Visualize SuSiE or other fine-mapping results with credible set coloring:
from pylocuszoom import LocusZoomPlotter
finemapping_df = pd.DataFrame({
"pos": [1000500, 1001200, 1002000, 1003500],
"pip": [0.85, 0.12, 0.02, 0.45], # Posterior inclusion probability
"cs": [1, 1, 0, 2], # Credible set assignment (0 = not in CS)
})
plotter = LocusZoomPlotter(species="canine")
fig = plotter.plot_stacked(
[gwas_df],
chrom=1,
start=1000000,
end=2000000,
finemapping_df=finemapping_df,
finemapping_cs_col="cs",
genes_df=genes_df,
)
Fine-mapping visualization with PIP line and credible set coloring (CS1/CS2).
Create triangular LD heatmaps showing pairwise linkage disequilibrium patterns:
from pylocuszoom import LDHeatmapPlotter
# ld_matrix is a square DataFrame with SNP IDs as index/columns
# snp_ids is a list of SNP IDs in the matrix
ld_plotter = LDHeatmapPlotter()
fig = ld_plotter.plot(
ld_matrix,
snp_ids,
highlight_snp_id="rs12345", # Highlight lead SNP
metric="r2", # or "dprime"
)
fig.savefig("ld_heatmap.png", dpi=150)
Triangular LD heatmap with R² values and lead SNP highlighted.

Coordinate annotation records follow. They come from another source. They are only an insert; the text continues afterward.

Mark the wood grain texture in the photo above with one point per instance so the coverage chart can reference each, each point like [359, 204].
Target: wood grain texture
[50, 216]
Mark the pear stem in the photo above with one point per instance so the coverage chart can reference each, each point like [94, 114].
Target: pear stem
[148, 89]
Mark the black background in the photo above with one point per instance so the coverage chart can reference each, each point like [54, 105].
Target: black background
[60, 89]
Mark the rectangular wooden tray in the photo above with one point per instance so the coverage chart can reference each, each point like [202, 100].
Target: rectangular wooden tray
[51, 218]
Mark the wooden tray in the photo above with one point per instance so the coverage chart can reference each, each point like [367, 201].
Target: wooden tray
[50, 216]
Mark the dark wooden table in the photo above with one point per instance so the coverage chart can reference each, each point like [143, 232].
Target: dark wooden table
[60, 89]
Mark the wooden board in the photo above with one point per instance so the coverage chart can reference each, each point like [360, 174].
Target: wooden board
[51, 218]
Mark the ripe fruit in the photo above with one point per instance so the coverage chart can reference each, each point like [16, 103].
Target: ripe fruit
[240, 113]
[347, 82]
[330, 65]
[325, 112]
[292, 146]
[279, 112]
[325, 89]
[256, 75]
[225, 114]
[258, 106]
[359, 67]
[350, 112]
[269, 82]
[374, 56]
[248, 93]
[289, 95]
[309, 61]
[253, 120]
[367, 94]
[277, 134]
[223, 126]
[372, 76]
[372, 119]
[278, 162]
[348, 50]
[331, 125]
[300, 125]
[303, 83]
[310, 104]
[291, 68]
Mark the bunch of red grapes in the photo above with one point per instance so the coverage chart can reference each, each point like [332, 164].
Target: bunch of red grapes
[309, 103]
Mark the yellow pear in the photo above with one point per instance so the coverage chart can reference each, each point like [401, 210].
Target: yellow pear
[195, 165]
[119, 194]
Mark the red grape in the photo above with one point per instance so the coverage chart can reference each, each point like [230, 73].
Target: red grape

Add an LD heatmap panel below a regional association plot:
from pylocuszoom import LocusZoomPlotter
plotter = LocusZoomPlotter(species="canine")
fig = plotter.plot(
gwas_df,
chrom=1,
start=1000000,
end=2000000,
lead_pos=1500000,
ld_heatmap_df=ld_matrix, # Pairwise LD matrix
ld_heatmap_snp_ids=snp_ids, # SNP IDs in matrix
ld_heatmap_height=0.25, # Panel height ratio
)
Regional association plot with integrated LD heatmap panel below.

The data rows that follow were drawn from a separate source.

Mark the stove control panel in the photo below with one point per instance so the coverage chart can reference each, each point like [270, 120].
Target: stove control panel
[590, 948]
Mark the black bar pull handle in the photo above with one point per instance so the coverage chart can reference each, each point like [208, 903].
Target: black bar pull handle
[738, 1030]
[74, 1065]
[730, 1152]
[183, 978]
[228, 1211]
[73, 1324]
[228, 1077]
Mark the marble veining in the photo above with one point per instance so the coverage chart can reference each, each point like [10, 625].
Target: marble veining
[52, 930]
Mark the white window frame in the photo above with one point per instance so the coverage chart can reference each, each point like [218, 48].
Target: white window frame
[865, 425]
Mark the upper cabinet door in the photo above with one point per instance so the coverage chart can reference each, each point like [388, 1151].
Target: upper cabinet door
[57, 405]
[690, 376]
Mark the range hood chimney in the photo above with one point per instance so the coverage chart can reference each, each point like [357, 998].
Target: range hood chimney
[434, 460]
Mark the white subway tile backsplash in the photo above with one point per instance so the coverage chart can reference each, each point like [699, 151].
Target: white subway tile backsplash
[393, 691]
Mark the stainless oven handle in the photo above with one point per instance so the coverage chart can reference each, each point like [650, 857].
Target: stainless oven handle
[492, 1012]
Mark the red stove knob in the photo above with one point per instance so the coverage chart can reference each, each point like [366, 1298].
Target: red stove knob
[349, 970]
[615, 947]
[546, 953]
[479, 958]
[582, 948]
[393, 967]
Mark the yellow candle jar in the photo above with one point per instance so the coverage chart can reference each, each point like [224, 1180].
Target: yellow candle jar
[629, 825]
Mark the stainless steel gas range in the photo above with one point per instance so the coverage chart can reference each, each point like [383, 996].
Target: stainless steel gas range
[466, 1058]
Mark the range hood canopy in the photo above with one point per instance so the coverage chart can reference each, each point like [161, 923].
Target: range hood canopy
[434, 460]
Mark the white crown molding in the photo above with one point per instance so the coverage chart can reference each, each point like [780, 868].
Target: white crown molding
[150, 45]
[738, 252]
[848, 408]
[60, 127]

Visualize GWAS-eQTL colocalization by comparing association signals in a scatter plot with LD coloring:
from pylocuszoom import ColocPlotter
# GWAS and eQTL data with matching positions
gwas_df = pd.DataFrame({
"pos": positions,
"p": gwas_pvalues,
"ld_r2": ld_values, # Optional: LD with lead SNP
})
eqtl_df = pd.DataFrame({
"pos": positions,
"p": eqtl_pvalues,
})
plotter = ColocPlotter()
fig = plotter.plot_coloc(
gwas_df=gwas_df,
eqtl_df=eqtl_df,
pos_col="pos",
gwas_p_col="p",
eqtl_p_col="p",
ld_col="ld_r2",
gwas_threshold=5e-8,
eqtl_threshold=1e-5,
)
fig.savefig("colocalization.png", dpi=150)
GWAS-eQTL colocalization scatter plot with LD coloring and correlation statistics.
Advanced options include effect direction coloring and H4 posterior probability display:
fig = plotter.plot_coloc(
gwas_df=gwas_df,
eqtl_df=eqtl_df,
pos_col="pos",
gwas_p_col="p",
eqtl_p_col="p",
gwas_effect_col="beta",
eqtl_effect_col="slope",
color_by_effect=True, # Green=congruent, Red=incongruent
h4_posterior=0.85, # Display coloc H4 probability
)Visualize associations of a single variant across multiple phenotypes:
from pylocuszoom import StatsPlotter
phewas_df = pd.DataFrame({
"phenotype": ["Height", "BMI", "T2D", "CAD", "HDL"],
"p_value": [1e-15, 0.05, 1e-8, 1e-3, 1e-10],
"category": ["Anthropometric", "Anthropometric", "Metabolic", "Cardiovascular", "Lipids"],
})
stats_plotter = StatsPlotter()
fig = stats_plotter.plot_phewas(
phewas_df,
variant_id="rs12345",
category_col="category",
)
PheWAS plot showing associations across phenotype categories with significance threshold.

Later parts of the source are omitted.